湿気が多い場所、極度に低温の場所、粉塵や塩分が多い場所、腐食性ガスが発生する場所など、過酷な環境にも関わらず、それに耐える性能がない電気機器を設置すると、器具や部品の腐食・劣化による脱落、絶縁性能の劣化、短期間での発錆など、故障の原因となってしまいます。
HVLSファンは、防塵、防水性能を備えているため、溶接や塗装など粉塵が発生しやすい作業現場や、湿気が多い倉庫・工場などでも安心して使用することが可能です。
HVLSファンを選ぶ際にチェックしたいのが、IP規格です。 IP規格は、防水・防塵規格とも言い、2003年に国際電気標準会議(IEC)によって定められた、電気製品の防水・防塵性能を表す規格のことです。携帯電話やデジタルカメラなどにも記載されているのを知っている方も多いでしょう。
IP規格は、身のまわりの電子機器に幅広く使われています。 IP+数字2桁で表され、1桁目の数字が防塵性能の度合いを、2桁目の数字が防水性能の等級を表します。防塵は7等級、防水は9等級に分かれています。 例えば「IP55」と書かれていた場合、その製品は5等級の防塵性能と5等級の防水性能を備えているということです。「IP6X」という表記の場合は、6等級の防塵性能だけを備えています。

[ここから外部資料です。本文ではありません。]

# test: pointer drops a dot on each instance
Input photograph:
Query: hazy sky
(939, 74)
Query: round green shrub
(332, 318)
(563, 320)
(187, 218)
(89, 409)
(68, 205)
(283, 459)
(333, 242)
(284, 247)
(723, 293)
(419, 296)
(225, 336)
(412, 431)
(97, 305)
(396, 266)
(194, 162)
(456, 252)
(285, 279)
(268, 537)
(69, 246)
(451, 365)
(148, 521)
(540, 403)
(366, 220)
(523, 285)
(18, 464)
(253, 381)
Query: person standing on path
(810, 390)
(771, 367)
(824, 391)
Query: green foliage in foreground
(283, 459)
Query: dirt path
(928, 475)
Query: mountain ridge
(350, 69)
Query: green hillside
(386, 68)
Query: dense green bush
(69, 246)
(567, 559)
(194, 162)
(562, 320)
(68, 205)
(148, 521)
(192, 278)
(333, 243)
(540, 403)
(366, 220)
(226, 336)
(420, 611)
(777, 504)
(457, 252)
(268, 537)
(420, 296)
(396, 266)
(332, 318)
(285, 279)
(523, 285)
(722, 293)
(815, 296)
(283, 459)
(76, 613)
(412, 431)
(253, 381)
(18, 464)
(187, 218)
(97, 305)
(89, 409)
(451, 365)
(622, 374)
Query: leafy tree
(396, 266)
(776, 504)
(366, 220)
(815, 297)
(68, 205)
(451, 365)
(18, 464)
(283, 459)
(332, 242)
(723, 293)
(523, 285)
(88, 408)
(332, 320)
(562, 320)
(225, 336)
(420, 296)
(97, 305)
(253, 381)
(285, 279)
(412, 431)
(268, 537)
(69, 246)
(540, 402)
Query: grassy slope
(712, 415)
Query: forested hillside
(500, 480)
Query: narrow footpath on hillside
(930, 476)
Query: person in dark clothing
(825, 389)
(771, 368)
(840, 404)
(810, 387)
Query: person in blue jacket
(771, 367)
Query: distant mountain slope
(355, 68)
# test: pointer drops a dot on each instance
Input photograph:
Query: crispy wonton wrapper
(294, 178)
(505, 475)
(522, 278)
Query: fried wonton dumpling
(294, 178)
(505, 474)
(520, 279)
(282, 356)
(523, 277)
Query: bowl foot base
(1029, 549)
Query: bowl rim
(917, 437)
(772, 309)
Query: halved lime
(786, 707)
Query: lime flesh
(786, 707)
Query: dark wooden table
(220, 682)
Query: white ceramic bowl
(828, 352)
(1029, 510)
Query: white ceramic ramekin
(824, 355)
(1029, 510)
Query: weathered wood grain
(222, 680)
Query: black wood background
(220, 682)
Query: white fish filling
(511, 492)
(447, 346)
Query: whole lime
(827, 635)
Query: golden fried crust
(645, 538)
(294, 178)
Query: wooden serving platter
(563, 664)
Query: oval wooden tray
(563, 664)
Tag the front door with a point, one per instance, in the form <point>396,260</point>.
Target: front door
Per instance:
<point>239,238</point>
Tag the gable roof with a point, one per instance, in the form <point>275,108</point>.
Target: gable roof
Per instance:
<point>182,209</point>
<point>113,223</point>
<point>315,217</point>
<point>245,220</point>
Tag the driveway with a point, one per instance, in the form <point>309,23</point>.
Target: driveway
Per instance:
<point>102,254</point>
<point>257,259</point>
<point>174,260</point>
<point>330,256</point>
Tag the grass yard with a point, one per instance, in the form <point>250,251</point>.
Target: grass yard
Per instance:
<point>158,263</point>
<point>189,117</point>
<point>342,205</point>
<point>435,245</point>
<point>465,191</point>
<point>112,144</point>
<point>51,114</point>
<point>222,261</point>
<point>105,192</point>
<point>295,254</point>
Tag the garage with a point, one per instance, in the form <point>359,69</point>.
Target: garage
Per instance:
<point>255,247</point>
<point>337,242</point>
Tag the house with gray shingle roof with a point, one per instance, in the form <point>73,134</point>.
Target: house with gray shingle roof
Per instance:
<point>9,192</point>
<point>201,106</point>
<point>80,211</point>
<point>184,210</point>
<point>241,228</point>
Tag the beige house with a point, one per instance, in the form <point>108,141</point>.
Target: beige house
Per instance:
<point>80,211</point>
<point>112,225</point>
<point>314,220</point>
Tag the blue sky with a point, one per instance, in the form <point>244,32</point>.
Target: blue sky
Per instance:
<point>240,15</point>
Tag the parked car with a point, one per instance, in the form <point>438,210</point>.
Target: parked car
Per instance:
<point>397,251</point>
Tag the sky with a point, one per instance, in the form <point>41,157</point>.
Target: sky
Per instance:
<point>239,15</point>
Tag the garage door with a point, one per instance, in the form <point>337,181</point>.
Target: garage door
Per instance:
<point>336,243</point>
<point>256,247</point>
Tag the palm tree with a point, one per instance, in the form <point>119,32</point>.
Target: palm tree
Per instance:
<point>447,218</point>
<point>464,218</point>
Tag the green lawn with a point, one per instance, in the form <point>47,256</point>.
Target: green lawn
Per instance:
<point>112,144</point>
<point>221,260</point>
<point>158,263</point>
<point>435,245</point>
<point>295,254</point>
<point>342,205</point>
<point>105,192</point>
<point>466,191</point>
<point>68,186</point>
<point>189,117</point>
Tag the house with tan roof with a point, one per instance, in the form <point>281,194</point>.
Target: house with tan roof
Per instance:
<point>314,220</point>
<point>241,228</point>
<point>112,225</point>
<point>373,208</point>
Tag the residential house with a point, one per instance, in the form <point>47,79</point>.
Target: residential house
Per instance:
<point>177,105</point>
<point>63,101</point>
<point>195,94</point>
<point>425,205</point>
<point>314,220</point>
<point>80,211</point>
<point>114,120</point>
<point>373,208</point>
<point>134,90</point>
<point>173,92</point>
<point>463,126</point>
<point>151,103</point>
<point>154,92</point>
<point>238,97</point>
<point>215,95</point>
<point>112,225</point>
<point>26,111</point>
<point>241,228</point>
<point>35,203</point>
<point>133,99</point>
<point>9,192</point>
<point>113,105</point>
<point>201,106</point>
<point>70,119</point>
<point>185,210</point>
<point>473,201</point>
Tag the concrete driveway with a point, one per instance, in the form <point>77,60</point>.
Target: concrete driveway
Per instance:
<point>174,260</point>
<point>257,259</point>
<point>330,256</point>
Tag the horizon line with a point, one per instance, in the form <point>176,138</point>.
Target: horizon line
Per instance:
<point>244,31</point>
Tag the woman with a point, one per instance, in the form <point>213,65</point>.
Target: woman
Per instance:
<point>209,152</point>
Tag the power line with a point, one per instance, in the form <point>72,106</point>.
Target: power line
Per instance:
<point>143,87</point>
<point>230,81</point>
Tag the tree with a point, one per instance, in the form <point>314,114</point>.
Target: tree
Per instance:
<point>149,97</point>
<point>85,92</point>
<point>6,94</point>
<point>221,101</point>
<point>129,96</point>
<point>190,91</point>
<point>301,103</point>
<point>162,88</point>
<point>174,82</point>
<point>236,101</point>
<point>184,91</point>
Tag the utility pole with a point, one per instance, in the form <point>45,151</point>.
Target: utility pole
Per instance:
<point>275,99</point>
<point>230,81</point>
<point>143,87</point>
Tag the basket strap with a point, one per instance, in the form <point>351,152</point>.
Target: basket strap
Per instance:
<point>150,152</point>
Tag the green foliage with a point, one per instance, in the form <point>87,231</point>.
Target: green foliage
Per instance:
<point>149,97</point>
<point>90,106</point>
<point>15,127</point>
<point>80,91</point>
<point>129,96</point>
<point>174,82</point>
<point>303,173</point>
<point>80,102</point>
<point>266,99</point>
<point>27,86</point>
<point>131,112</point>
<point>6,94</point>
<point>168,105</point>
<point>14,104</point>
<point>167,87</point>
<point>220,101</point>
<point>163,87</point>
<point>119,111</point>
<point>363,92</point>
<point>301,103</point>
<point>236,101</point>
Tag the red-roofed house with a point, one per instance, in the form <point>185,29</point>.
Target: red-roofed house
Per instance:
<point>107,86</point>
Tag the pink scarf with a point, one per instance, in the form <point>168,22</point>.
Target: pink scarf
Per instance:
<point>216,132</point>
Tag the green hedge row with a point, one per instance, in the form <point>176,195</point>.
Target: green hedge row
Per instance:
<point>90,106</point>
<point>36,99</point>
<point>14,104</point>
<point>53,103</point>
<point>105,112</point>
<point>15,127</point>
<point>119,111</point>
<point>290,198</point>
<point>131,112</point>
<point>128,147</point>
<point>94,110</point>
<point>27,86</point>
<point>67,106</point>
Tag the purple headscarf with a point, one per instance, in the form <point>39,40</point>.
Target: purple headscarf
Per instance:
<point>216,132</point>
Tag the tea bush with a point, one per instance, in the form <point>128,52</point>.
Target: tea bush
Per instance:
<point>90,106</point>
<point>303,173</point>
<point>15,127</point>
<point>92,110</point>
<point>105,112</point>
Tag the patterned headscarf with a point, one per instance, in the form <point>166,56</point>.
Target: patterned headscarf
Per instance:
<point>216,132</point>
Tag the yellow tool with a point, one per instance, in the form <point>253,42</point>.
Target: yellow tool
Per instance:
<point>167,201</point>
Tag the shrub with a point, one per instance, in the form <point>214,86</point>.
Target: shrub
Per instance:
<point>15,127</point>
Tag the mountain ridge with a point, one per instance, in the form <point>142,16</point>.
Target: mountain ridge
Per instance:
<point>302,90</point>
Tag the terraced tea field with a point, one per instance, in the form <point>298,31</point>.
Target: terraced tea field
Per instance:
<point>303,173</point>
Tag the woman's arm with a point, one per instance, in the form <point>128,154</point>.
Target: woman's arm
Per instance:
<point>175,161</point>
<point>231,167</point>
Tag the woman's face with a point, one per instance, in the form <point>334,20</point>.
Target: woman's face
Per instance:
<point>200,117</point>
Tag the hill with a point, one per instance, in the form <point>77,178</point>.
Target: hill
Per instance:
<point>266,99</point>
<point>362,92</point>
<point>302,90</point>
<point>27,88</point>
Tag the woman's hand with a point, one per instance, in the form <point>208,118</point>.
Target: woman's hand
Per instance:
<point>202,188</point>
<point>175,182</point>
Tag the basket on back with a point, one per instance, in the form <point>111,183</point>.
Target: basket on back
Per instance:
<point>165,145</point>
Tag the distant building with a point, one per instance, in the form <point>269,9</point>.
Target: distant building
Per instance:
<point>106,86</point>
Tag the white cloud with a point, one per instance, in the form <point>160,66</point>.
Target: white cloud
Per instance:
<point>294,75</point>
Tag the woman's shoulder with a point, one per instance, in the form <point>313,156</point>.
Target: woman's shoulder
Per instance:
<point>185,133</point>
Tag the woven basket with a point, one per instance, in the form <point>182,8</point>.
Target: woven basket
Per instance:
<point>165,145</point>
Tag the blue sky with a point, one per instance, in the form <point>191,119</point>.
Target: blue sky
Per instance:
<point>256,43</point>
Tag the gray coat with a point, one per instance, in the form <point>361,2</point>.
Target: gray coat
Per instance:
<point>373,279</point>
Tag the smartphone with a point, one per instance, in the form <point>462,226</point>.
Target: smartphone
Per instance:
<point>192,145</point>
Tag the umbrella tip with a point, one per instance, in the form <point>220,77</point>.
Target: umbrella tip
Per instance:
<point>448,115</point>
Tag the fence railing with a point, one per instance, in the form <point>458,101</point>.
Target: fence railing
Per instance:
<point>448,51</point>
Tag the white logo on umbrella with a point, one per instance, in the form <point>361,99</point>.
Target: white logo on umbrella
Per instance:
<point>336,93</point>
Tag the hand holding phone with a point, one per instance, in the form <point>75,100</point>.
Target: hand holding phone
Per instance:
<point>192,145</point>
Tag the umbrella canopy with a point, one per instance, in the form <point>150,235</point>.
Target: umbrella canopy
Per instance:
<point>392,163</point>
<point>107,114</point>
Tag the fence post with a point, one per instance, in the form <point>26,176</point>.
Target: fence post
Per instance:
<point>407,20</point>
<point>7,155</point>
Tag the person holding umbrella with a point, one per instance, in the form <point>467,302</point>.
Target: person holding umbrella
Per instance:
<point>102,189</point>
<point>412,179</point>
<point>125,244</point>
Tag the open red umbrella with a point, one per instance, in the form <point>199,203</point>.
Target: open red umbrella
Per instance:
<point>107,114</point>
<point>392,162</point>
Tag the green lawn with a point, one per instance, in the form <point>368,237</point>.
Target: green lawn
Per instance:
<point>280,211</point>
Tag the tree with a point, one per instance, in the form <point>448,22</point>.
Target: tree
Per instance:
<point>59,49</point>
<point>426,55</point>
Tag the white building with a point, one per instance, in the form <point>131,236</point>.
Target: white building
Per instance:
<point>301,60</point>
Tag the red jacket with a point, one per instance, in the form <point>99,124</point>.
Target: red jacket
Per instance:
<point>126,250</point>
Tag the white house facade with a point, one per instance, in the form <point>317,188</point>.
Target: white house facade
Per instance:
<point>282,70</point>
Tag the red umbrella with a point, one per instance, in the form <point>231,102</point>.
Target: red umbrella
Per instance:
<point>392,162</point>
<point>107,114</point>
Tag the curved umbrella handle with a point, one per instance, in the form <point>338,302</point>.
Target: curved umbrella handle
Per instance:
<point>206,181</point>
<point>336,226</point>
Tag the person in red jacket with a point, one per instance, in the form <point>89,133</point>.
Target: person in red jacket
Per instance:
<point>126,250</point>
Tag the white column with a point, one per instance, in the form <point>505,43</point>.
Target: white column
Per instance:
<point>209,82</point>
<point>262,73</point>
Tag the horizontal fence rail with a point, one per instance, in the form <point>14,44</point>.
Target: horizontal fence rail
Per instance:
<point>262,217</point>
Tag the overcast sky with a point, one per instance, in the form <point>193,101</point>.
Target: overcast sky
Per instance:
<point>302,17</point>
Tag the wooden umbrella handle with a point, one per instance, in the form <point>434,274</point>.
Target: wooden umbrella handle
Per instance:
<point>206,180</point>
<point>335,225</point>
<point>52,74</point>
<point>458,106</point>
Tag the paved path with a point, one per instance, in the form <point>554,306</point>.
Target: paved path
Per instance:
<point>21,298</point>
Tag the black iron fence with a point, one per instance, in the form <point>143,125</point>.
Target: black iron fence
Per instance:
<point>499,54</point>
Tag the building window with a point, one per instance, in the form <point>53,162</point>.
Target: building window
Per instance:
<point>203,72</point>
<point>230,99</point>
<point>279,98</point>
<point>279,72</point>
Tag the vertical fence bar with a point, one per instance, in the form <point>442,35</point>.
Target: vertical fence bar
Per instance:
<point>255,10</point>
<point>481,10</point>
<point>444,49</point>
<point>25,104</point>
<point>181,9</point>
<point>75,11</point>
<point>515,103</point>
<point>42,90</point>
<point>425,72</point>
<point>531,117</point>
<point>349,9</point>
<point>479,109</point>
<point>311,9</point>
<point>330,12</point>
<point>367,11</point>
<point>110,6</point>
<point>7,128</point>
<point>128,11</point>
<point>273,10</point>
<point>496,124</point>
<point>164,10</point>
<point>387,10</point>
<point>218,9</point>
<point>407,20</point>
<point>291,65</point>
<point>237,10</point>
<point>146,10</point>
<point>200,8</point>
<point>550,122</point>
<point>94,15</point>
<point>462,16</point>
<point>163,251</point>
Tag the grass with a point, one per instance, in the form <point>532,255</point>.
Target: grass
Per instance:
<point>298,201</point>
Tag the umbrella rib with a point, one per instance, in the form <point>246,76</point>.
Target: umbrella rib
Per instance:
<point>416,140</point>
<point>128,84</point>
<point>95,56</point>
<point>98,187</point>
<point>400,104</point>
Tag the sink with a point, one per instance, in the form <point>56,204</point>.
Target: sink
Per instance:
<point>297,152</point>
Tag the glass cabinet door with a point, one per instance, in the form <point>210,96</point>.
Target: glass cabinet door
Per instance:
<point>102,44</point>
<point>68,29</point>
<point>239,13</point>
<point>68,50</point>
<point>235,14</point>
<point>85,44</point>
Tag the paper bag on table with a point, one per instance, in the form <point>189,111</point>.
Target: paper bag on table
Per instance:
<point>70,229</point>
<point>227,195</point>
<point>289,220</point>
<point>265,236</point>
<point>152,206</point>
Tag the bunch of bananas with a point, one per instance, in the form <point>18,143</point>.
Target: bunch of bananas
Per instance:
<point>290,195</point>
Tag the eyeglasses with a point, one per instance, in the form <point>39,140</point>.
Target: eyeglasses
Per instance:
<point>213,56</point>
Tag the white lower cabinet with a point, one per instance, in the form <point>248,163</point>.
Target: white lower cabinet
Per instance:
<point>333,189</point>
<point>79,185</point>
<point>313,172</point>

IP55とは、防塵性能が5、防水性能が5、という意味です。防塵性能5とは、「有害な影響が発生するほどの粉塵が中に入らない」というレベルです。これは、例えば一定時間粉塵が舞っている状況であっても、機械などを故障に至らせることがない程度を意味します。
また、防水性能5とは、さまざまな方向からの噴流水による有害な影響がないとされるレベルです。水道水などのノズルで上や斜めから水がかかっても問題ない状態を意味しています。
つまりIP55とは、「機器の正常な作動に支障をきたしたり、安全を損なう程の量の粉塵が内部に侵入したりしない、いかなる方向からの水の直接噴流によっても有害な影響を受けない」状態、防塵、防水ともに高いレベルでの保護された状態ということができるでしょう。
IP規格は、国際基準に則り、決められた試験をクリアしたことを示す値です。IP規格が記載されている製品なら、高い品質が期待できるでしょう。 HVLSファンは、設置場所に合った規格を選ぶことが大切です。湿気が多い場所や粉塵が多い場所で防水性能や防塵性能が低い製品を選定してしまうと、思わぬトラブルの原因となってしまいます。10年単位の長期で使用する設備なので、品質をよく確認しましょう。